La imagen del pasado contenida en esta foto nos vuelve a aparecer en el presente para que la interroguemos ¿Se trata de una ciudad militarizada?, ¿de una ciudad donde a la vista de todos las Fuerzas Armadas hacían y deshacían a su antojo? Podemos definir a la fotografía, nos propone el mismo Berger, como el resultado de una decisión humana: quien aprieta el botón de la cámara está diciéndonos que aquel acontecimiento u objeto que quedará en la foto vale la pena ser recordado.
¿Por qué vale la pena recordar lo que esta foto nos muestra?
Cuando la evidencia que mostraban las exhumaciones de las fosas comunes realizadas una vez vuelta la democracia en la argentina impidió la negación social de la desaparición forzada de personas, uno de los modos hegemónicos de procesar dicha negación fue la repetición incansable de una frase: «nosotros no sabíamos». La reiteración de este «rumor social» contenía el supuesto de que el accionar del terrorismo de Estado se había restringido a una zona oscura de clandestinidad y secreto, marcada por la imagen de que los secuestros se realizaban a espaldas de la población, en la indeterminación de la noche. Esta fotografía fue realizada en septiembre de 1976 y la esquina que muestra a plena luz del día es la intersección de la Av. Rivadavia y la calle Miró, a pocas cuadras del centro geográfico de la ciudad de Buenos Aires, en el barrio de flores a metros del límite con Caballito. Al autor de la foto no lo conocemos, pero sabemos que ella pertenece al archivo de uno de los diarios más importantes de nuestro país.

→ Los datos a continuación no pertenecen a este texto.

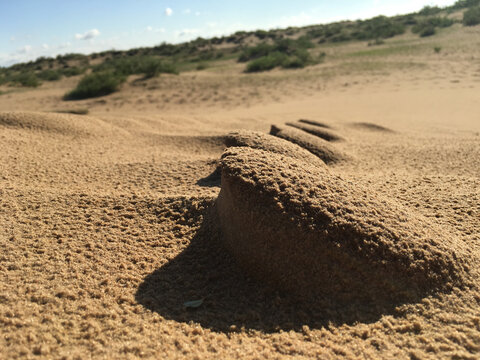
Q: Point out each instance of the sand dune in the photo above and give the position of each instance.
(112, 221)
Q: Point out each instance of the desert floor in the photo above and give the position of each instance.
(100, 211)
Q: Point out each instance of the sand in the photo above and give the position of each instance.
(110, 220)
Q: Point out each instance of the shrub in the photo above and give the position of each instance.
(96, 84)
(379, 27)
(424, 28)
(428, 30)
(376, 42)
(461, 4)
(73, 71)
(27, 79)
(50, 75)
(441, 22)
(256, 52)
(149, 66)
(267, 62)
(471, 17)
(429, 10)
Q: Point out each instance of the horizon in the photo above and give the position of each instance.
(87, 27)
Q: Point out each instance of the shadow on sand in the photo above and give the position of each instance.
(231, 300)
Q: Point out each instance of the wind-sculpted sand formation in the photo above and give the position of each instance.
(204, 231)
(308, 231)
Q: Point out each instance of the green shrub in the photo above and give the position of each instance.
(428, 30)
(380, 27)
(96, 84)
(27, 79)
(147, 65)
(462, 4)
(471, 17)
(441, 22)
(256, 52)
(267, 62)
(429, 10)
(377, 42)
(50, 75)
(73, 71)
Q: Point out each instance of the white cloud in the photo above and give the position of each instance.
(154, 30)
(65, 45)
(90, 34)
(25, 49)
(186, 32)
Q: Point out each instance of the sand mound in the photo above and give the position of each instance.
(314, 123)
(65, 124)
(303, 229)
(257, 140)
(317, 146)
(371, 127)
(316, 130)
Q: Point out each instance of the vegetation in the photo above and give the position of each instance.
(96, 84)
(27, 79)
(146, 65)
(79, 111)
(73, 71)
(286, 53)
(287, 48)
(471, 17)
(428, 26)
(50, 75)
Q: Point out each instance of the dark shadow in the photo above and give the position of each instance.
(314, 123)
(371, 127)
(231, 300)
(212, 180)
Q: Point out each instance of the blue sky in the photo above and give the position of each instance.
(33, 28)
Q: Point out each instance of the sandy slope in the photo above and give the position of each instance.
(106, 218)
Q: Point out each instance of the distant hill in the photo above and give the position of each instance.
(261, 50)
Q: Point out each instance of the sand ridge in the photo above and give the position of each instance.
(310, 232)
(108, 230)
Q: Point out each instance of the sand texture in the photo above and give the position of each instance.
(169, 223)
(314, 144)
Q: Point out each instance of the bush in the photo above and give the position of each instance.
(256, 52)
(471, 17)
(377, 42)
(149, 66)
(379, 27)
(27, 79)
(428, 30)
(50, 75)
(441, 22)
(266, 62)
(201, 66)
(424, 28)
(96, 84)
(73, 71)
(429, 10)
(462, 4)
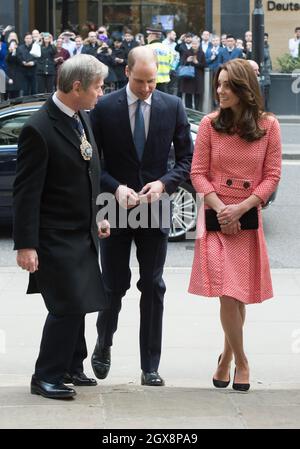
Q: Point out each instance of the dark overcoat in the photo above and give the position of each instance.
(55, 193)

Pilar Calveiro, ella misma detenida desaparecida en el centro clandestino «La mansión Seré», produjo desde su exilio en México una serie de hipótesis fundamentales para pensar el terrorismo de Estado en nuestro país. En primer lugar comparte una pregunta que pareciera ser muy simple: ¿cuáles son las condiciones necesarias para que en una sociedad existan campos de concentración y exterminio? No todas las sociedades los han producido, e indudablemente no fue en la Argentina el único territorio donde tuvieron lugar.
En nuestro país hubo más de 340 campos de concentración (muchos más contabiliza hoy la Secretaría de Derechos Humanos) distribuidos a lo largo de, por lo menos, once provincias. Para comprender el fenómeno de los campos -dice Calveiro- es necesario pensar en las características de los actores que interactuaron en ellos, ya sea administrándolos, ya sea padeciéndolos. Desde su perspectiva es necesario analizar, entonces, las características previas de las Fuerzas Armadas y de las organizaciones guerrilleras. En este tarea se va a ir buena parte de su investigación.

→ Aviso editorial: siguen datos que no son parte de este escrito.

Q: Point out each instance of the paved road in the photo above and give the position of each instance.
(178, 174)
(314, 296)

Las Fuerzas Armadas -señala-, entre el gobierno de facto de 1930 y el de 1976, al calor de los distintos golpes militares, de los recurrentes llamados a los cuarteles para la representación de los intereses políticos de los sectores dominantes, fueron adquiriendo una autonomía política tal que, si en el 30 el ejército había intervenido simplemente para asegurar los negocios de una oligarquía golpeada por la crisis de 1929; hacia 1976, en cambio, habían llegado conjuntamente las tres armas para desarrollar una propuesta política propia, elaborada desde el interior mismo de la institución y con intereses específicos. La recurrencia constante al poder de las armas por parte de los sectores dominantes que no contaban con el poder de las urnas hizo que las propias Fuerzas Armadas elaboraran un programa relativamente autónomo de largo aliento. Pero, ahora bien, ¿qué es lo que entendían las Fuerzas Armadas acerca del ejercicio del poder?

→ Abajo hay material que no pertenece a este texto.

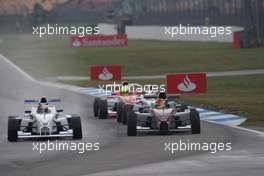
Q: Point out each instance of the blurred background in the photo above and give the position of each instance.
(20, 15)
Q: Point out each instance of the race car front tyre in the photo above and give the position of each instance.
(96, 106)
(195, 121)
(76, 125)
(131, 124)
(13, 127)
(103, 110)
(119, 112)
(183, 107)
(126, 109)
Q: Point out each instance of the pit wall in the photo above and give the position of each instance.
(158, 33)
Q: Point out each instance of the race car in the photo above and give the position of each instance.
(111, 106)
(43, 121)
(170, 117)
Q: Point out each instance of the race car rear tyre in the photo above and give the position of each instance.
(131, 124)
(126, 109)
(96, 106)
(13, 127)
(183, 107)
(76, 125)
(103, 110)
(119, 112)
(195, 121)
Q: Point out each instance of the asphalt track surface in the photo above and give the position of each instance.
(119, 154)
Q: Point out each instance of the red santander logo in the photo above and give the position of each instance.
(105, 73)
(186, 83)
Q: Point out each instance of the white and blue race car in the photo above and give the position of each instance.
(44, 121)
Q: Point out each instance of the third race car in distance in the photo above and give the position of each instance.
(163, 116)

«Las Fuerzas Armadas asumieron el disciplinamiento de la sociedad, para modelarla a su imagen y semejanza. Ellas mismas como cuerpo disciplinado, de manera tan brutal como para internalizar, hacer carne, aquello que imprimirían sobre la sociedad. Desde principios de siglo, bajo el presupuesto del orden militar se impuso el castigo físico –virtual tortura- sobre militares y conscriptos, es decir sobre toda la población masculina del país. Cada soldado, cada cabo, cada oficial, en su proceso de asimilación y entrenamiento aprendió la prepotencia y la arbitrariedad del poder sobre su propio cuerpo y dentro del cuerpo colectivo de la institución armada».
Por lo menos desde 1904, con la instauración del Servicio Militar Obligatorio, popularmente conocido como la «colimba» (porque el conscripto corre, limpia y barre), las Fuerzas Armadas venían practicando lo que ellas entendían como el ejercicio del poder sobre la sociedad. Un tipo de disciplinamiento total, mediante mecanismos de tortura y terror, que, hacia 1976, volcarían desde el Estado hacia el conjunto de la sociedad.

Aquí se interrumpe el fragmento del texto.